Ces activités dérisoires, ce principe de création, seront les sujets même de la pièce : la mélancolie d’une part et l’activité d’une troupe qui se veut autonome de l’autre. Ces personnages décalés vont montrer à Isabelle, venue réparer leur voiture, tous les différents aspects de leur projet culturel, sorte de parc d’attractions qui se déroule en partie dans une remorque aménagée sur le modèle utopique des maisons de la culture, initié par André Malraux dans les années soixante. Ainsi, la remorque / cabine d’environ 5m2 fait office à la fois de salle de concert avec jeux de lumière, de salle de spectacle, billetterie, buvette, bibliothèque, vestiaires….

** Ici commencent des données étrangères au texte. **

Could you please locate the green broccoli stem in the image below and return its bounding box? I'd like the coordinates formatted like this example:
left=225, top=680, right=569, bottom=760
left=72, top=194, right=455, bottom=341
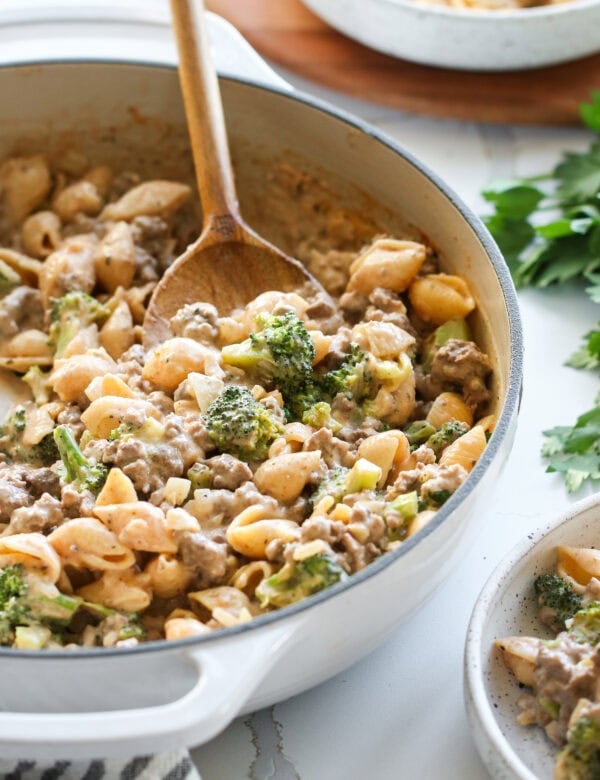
left=54, top=425, right=107, bottom=495
left=54, top=425, right=89, bottom=482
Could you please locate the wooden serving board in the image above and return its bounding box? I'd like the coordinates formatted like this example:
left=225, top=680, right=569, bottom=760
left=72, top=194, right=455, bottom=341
left=206, top=0, right=600, bottom=125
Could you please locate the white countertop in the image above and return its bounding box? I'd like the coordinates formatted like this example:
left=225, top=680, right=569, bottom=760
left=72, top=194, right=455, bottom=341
left=193, top=67, right=600, bottom=780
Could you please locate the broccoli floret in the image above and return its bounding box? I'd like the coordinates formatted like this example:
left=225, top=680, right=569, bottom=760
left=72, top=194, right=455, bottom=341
left=281, top=379, right=323, bottom=422
left=557, top=716, right=600, bottom=780
left=302, top=401, right=342, bottom=434
left=0, top=406, right=58, bottom=466
left=427, top=420, right=469, bottom=458
left=0, top=564, right=29, bottom=645
left=54, top=425, right=108, bottom=496
left=534, top=574, right=582, bottom=632
left=49, top=290, right=110, bottom=357
left=567, top=601, right=600, bottom=645
left=256, top=555, right=348, bottom=609
left=404, top=420, right=436, bottom=450
left=422, top=320, right=471, bottom=373
left=222, top=311, right=315, bottom=397
left=0, top=564, right=81, bottom=645
left=310, top=466, right=350, bottom=508
left=186, top=463, right=212, bottom=495
left=320, top=344, right=373, bottom=403
left=204, top=385, right=283, bottom=461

La troupe imite les différents aspects de circulation et de la fabrication d’un produit culturel mais à l’échelle de ses propres moyens, c’est-à -dire, des bouts de ficelles. En marge du modèle dominant, ils en reproduisent les archétypes sans pouvoir en proposer une alternative. La pâle copie du produit culturel comme moyen d’inscription dans la société est réalisée avec une telle innocence que leur émerveillement dans l’acte créatif nous apparaît pleinement. Il nous viendrait alors l’idée que nous avons à faire à des génies de l’art et lorsque cette idée s’estompe, nous pensons regarder des génies des bois. Le trouble nous habite, quant à la nature de leur geste, notamment lorsqu’ils jouent Hotel California des Eagles à la guitare sèche et à la flûte, lorsque praxis et virtuosité renversent le ridicule des moyens.

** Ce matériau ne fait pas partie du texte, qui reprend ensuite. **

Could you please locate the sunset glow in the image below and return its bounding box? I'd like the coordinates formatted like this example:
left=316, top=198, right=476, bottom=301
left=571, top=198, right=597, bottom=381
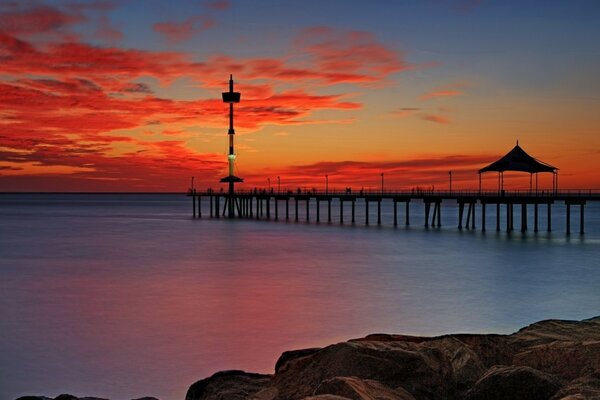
left=0, top=0, right=600, bottom=192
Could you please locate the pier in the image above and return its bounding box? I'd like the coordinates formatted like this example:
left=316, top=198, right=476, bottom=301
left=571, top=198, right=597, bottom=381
left=191, top=189, right=600, bottom=235
left=188, top=75, right=600, bottom=235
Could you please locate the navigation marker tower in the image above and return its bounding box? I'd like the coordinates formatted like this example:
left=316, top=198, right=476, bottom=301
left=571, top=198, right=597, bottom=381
left=221, top=75, right=244, bottom=218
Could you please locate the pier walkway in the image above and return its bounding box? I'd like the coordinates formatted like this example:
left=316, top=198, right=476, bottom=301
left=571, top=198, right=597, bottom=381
left=189, top=189, right=600, bottom=235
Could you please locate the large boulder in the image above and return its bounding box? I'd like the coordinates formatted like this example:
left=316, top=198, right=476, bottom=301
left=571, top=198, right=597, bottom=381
left=510, top=318, right=600, bottom=380
left=185, top=370, right=271, bottom=400
left=186, top=317, right=600, bottom=400
left=315, top=377, right=415, bottom=400
left=552, top=373, right=600, bottom=400
left=467, top=366, right=561, bottom=400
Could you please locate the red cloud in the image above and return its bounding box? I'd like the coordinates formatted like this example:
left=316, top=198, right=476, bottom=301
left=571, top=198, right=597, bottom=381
left=295, top=27, right=411, bottom=83
left=246, top=154, right=495, bottom=190
left=0, top=19, right=418, bottom=190
left=392, top=107, right=421, bottom=118
left=421, top=114, right=450, bottom=125
left=206, top=0, right=231, bottom=10
left=419, top=84, right=465, bottom=100
left=153, top=15, right=215, bottom=43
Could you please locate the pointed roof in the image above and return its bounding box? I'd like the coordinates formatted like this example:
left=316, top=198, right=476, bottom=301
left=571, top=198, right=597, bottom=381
left=479, top=141, right=558, bottom=174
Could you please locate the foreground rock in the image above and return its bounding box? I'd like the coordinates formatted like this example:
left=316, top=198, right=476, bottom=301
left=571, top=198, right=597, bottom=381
left=186, top=317, right=600, bottom=400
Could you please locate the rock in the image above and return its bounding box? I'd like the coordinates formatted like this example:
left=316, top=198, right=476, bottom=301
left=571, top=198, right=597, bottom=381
left=315, top=377, right=415, bottom=400
left=552, top=374, right=600, bottom=400
left=510, top=318, right=600, bottom=380
left=185, top=370, right=271, bottom=400
left=467, top=366, right=561, bottom=400
left=16, top=396, right=52, bottom=400
left=275, top=347, right=321, bottom=373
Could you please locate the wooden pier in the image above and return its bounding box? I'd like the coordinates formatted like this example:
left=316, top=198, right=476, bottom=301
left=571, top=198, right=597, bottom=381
left=190, top=189, right=600, bottom=235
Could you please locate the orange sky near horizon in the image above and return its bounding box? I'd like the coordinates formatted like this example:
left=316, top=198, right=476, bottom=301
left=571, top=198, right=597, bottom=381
left=0, top=1, right=600, bottom=192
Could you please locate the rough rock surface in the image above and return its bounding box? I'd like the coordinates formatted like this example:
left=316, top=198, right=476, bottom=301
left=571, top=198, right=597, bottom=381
left=468, top=365, right=561, bottom=400
left=186, top=317, right=600, bottom=400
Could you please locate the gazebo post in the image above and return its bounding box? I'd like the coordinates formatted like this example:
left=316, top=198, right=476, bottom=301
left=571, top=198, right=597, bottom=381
left=529, top=172, right=533, bottom=194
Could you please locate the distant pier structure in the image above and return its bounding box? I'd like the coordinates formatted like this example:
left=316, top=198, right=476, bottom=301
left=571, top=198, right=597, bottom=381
left=190, top=76, right=600, bottom=235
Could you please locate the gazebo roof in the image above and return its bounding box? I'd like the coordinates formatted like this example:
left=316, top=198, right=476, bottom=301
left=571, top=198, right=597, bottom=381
left=479, top=141, right=558, bottom=174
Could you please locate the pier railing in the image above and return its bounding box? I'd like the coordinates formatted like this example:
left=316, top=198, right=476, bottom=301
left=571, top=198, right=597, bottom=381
left=189, top=188, right=600, bottom=235
left=196, top=188, right=600, bottom=199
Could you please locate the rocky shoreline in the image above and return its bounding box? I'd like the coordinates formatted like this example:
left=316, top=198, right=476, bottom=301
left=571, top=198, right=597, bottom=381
left=19, top=317, right=600, bottom=400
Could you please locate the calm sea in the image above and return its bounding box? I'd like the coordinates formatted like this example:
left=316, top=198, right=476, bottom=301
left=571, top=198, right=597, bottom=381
left=0, top=195, right=600, bottom=400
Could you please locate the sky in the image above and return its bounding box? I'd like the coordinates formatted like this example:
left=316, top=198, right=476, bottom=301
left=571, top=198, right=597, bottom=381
left=0, top=0, right=600, bottom=192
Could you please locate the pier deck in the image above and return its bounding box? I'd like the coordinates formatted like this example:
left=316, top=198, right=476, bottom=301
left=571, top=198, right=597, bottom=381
left=189, top=189, right=600, bottom=235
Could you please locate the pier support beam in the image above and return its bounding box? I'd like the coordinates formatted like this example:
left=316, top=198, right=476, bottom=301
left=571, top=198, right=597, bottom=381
left=579, top=203, right=585, bottom=235
left=481, top=203, right=485, bottom=232
left=306, top=197, right=310, bottom=222
left=567, top=203, right=571, bottom=235
left=192, top=190, right=196, bottom=218
left=294, top=197, right=298, bottom=222
left=496, top=202, right=500, bottom=232
left=317, top=197, right=321, bottom=222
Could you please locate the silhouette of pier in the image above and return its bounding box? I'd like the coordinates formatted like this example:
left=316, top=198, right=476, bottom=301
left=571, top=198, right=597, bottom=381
left=189, top=76, right=600, bottom=235
left=192, top=189, right=600, bottom=235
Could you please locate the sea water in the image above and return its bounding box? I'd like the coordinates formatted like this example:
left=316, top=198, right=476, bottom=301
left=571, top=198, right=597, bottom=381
left=0, top=194, right=600, bottom=400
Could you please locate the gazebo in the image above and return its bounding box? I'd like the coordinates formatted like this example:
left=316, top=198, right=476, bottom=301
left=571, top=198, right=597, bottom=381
left=478, top=140, right=558, bottom=192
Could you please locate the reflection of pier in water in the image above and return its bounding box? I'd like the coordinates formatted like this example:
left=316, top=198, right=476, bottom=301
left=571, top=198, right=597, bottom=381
left=192, top=190, right=600, bottom=234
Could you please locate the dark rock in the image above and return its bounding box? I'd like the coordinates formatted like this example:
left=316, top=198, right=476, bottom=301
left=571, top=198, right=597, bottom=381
left=16, top=396, right=52, bottom=400
left=275, top=347, right=321, bottom=373
left=315, top=377, right=415, bottom=400
left=510, top=318, right=600, bottom=380
left=552, top=373, right=600, bottom=400
left=131, top=397, right=158, bottom=400
left=468, top=366, right=561, bottom=400
left=185, top=370, right=271, bottom=400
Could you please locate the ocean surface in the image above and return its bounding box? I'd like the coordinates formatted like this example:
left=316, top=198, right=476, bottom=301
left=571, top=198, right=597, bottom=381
left=0, top=194, right=600, bottom=400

L’ambiguïté se retrouve aussi à la fin de la pièce quand des bâches plastiques gonflées, une machine à bulle et à fumée, un ventilateur semblent jouer le spectacle ultime devant Isabelle, sorte de Fifi Brindacier en tee-shirt Metallica, disponible à toute découverte. Elle monte en haut d’une échelle pour mieux apprécier les effets illusoires des machines, ces engins ramenés à leurs simples fonctions arrivent à nous émouvoir de par la pauvreté de leurs conditions et une certaine poésie nous parvient, à nous aussi, spectateurs.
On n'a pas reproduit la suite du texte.